With his body so close, she became aware of how good he smelled, like pine and lemon. When she felt her body react in a way that was entirely opposite of her brain, she stepped back, stumbling on the velvet couch.

He looked down at her sprawled form. “I was only going to offer you my arm.”

“Don’t you need that?” She righted herself, fighting down a blush. “I’d look damn stupid with three arms.”

He pinched the bridge of his nose and let out an irritated sigh. “I offered my arm to lead you into the dining room.”

Proud of herself for getting under his skin so easily, she said, “Unless you broke my leg while I was asleep, I can manage.”

She followed him into a room fifty times the size of her cabin on Taiga. A sheet of white linen, wider and longer than the main street of Pine Glenn, covered a table that could easily hold two hundred people. Elaborate gilded china and delicate fluted glasses were set with careful precision on the closest end.

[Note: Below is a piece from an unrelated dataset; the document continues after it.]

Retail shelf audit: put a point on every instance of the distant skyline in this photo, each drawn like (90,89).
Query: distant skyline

Commander pulled her chair out for her.

Overwhelmed and intimidated, she snidely said, “I think I can figure out how to operate a fancy chair.”

“I merely offered a courtesy.”

“Yeah-huh.” She plunked herself down. He sat to her left, at the head of the table. Lifting her hand, she pointed down the table. “Why don’t you sit at the other end?”

“Because this is where I always sit.”

“Fine, I’ll sit at the other end.” She shoved her chair back, stood and reached for her plate.

He grabbed her wrist. “Sit down and shut up.”

“Or what?” She yanked her arm away from the distracting heat of his touch. “Are you going to send me to bed without supper?”

“If you insist on acting like a child, I’ll find a highchair and strap you to it.”

One look at his face, and she knew he intended to carry out his threat. Since she’d pushed him about as far as she dared, she sat, scooted her chair close and plunked her elbows on the table.

He rang a fragile crystal bell.

She had to bite her lips not to laugh. The gesture looked silly by such a big man.

A chubby young girl wearing a crisp, white uniform entered, wheeling a gold-and-silver serving cart. With quick, sure movements, she placed a shallow bowl of soup before each of them, then left the room, trundling the cart back into the kitchen.

“Magic’s easy when you have servants.” Mary peered dubiously into her bowl. Four wrinkled brown things floated in a light brown swirl with a sprinkling of green bits. “What’s this?”

“Chestnut soup.” He picked up a big gold-and-silver spoon and brought a spoonful to his lips.

She mimicked him. A strange, earthy bitterness laced with a tang of citrus. She’d never tasted anything like it. As soon as the first swallow hit her empty belly, her stomach growled.